Decision on the Proposed Amendment
The statute and the implementing regulation state that PBGC must
make two factual determinations before it approves a request for an
amendment that adopts a special withdrawal liability rule. ERISA
section 4203(f); 29 CFR 4203.5(a). First, based on a showing by the
plan, PBGC must determine that the amendment will apply to an industry
that has characteristics that would make use of the special rules
appropriate. Second, PBGC must determine that the plan amendment will
not pose a significant risk to the insurance system. PBGC's discussions
on each of those issues follows. After review of the record submitted
by the Plan, and having received no public comments, PBGC has made the
following determinations.
1. What is the nature of the industry?
In determining whether an industry has the characteristics that
would make adoption of special withdrawal liability rules appropriate,
an important consideration is the extent to which the Plan's
contribution base resembles that found in the construction industry.

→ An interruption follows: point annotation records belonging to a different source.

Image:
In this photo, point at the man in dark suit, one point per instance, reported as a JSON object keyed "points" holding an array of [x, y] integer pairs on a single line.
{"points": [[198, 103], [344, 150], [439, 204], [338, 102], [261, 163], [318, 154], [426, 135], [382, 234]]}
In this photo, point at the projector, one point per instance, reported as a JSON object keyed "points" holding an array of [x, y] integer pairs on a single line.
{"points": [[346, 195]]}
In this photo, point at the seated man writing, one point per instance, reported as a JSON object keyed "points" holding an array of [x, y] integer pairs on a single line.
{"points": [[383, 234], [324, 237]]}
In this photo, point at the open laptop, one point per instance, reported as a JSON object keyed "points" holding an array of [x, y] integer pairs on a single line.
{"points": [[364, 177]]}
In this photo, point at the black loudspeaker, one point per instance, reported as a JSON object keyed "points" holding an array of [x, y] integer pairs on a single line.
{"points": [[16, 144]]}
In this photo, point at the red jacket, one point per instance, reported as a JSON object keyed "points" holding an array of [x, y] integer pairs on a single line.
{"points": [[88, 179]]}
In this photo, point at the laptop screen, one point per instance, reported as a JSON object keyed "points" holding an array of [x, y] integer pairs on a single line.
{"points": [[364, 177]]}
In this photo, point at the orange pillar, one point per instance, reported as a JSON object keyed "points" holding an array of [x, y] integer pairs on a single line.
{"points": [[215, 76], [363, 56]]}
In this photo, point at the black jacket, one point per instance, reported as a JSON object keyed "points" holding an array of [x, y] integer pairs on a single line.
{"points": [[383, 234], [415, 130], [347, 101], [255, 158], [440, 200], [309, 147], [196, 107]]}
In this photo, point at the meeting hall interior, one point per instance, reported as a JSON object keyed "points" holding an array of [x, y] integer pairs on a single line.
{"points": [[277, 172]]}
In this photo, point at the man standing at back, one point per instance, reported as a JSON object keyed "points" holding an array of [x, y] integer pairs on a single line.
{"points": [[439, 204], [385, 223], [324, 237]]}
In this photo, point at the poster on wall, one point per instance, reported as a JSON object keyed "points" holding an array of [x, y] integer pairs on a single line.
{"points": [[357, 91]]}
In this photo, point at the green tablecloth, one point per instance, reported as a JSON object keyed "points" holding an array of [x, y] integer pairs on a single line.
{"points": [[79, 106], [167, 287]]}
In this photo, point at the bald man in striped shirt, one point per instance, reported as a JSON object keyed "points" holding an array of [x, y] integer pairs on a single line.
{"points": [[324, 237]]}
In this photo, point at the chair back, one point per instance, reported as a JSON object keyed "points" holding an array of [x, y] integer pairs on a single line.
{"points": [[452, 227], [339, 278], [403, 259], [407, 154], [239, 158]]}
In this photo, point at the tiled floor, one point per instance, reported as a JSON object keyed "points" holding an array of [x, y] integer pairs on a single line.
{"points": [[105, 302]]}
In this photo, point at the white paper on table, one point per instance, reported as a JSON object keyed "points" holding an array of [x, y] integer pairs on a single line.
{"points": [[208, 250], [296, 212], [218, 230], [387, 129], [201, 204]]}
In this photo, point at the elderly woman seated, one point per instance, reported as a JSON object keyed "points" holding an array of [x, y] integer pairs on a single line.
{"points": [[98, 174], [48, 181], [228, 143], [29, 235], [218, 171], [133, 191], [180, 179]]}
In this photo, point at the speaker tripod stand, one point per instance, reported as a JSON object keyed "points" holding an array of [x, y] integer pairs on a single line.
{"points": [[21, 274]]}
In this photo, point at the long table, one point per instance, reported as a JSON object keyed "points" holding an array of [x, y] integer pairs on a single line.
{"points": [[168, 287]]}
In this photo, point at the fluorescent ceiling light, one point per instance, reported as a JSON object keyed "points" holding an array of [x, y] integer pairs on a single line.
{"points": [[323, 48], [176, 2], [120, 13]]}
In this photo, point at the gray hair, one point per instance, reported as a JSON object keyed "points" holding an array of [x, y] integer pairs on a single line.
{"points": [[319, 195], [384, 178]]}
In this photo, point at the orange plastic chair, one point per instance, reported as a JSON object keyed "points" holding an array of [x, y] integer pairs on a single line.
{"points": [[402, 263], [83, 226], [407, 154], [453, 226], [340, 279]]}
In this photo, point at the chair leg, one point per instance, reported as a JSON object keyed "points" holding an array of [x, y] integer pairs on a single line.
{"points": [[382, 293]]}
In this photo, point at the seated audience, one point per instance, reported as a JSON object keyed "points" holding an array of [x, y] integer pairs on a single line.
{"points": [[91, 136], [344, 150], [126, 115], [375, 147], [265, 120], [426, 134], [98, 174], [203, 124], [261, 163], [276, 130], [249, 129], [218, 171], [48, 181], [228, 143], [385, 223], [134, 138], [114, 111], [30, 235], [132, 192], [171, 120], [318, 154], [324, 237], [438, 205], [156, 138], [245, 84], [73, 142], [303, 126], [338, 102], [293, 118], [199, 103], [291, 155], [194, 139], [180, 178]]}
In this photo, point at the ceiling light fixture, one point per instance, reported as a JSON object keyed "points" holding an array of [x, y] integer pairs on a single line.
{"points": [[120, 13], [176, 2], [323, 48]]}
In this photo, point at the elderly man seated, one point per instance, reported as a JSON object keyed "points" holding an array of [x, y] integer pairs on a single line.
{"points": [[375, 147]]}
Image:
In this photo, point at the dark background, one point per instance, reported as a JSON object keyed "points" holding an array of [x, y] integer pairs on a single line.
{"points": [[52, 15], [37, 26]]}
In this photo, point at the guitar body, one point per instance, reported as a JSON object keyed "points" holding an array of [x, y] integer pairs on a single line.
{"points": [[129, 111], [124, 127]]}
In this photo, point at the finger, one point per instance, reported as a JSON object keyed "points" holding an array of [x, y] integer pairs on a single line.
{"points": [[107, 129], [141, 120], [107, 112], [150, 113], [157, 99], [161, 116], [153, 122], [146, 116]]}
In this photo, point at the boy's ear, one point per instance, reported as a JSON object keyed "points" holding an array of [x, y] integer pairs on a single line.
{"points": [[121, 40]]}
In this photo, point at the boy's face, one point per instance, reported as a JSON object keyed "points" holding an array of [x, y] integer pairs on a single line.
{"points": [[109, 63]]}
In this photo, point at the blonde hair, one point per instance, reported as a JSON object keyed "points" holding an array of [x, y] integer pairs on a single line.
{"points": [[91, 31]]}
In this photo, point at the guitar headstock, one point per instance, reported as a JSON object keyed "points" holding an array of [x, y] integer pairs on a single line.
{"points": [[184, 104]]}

This threshold question requires consideration of the effect of
Employer withdrawals on the Plan's contribution base. The Plan asserts
that historically when governmental contracts have changed hands, the
Plan has not experienced reduced contributions. Similar to construction
industry employers, most Employers that have ceased to contribute have
been replaced by a Successor Employer that begins contributing for the
same work. Therefore, we conclude the proposed amendment will apply
only to an industry that has characteristics that would make use of the
special withdrawal rules appropriate.
2. What is the exposure and risk of loss to PBGC?
Exposure. The Plan is in a strong funded position. The Plan is a
Green zone plan with steady contributions and a solid base of active
participants and as of July 1, 2016, was 104.5% funded.
Risk of loss. The record shows that the proposed amendment presents
a low risk of loss to PBGC's multiemployer insurance program. The
industry covered by the amendment has unique characteristics that
indicate the contribution base is likely to remain stable because the
withdrawal of an Employer typically does not have an adverse effect on
the plan's contribution base. In addition, the Employers constitute a
very small part of the total number of employers obligated to
contribute to the Plan, accounting for only 640 of the Plan's over
87,593 active participants (0.73% of the Plan's total active
participants). Accordingly, the data substantiates the Plan's assertion
that the Employers' contribution base is secure and the amendment will
not pose a significant risk to the insurance system.
Conclusion
Based on the Plan's submissions and the representations and
statements made in connection with the request for approval, PBGC has
determined that the plan amendment adopting the special withdrawal
liability rules: (1) Will apply only to an industry that has
characteristics that would make the use of the special rule
appropriate; and (2) will not pose a significant risk to the insurance
system. Therefore, PBGC hereby grants the Plan's request for approval
of a plan amendment providing special withdrawal liability rules, as
set forth herein. Should the Plan wish the amend these rules at any
time, PBGC's approval of the amendment will be required.
Issued in Washington, DC by,
William Reeder,
Director, Pension Benefit Guaranty Corporation.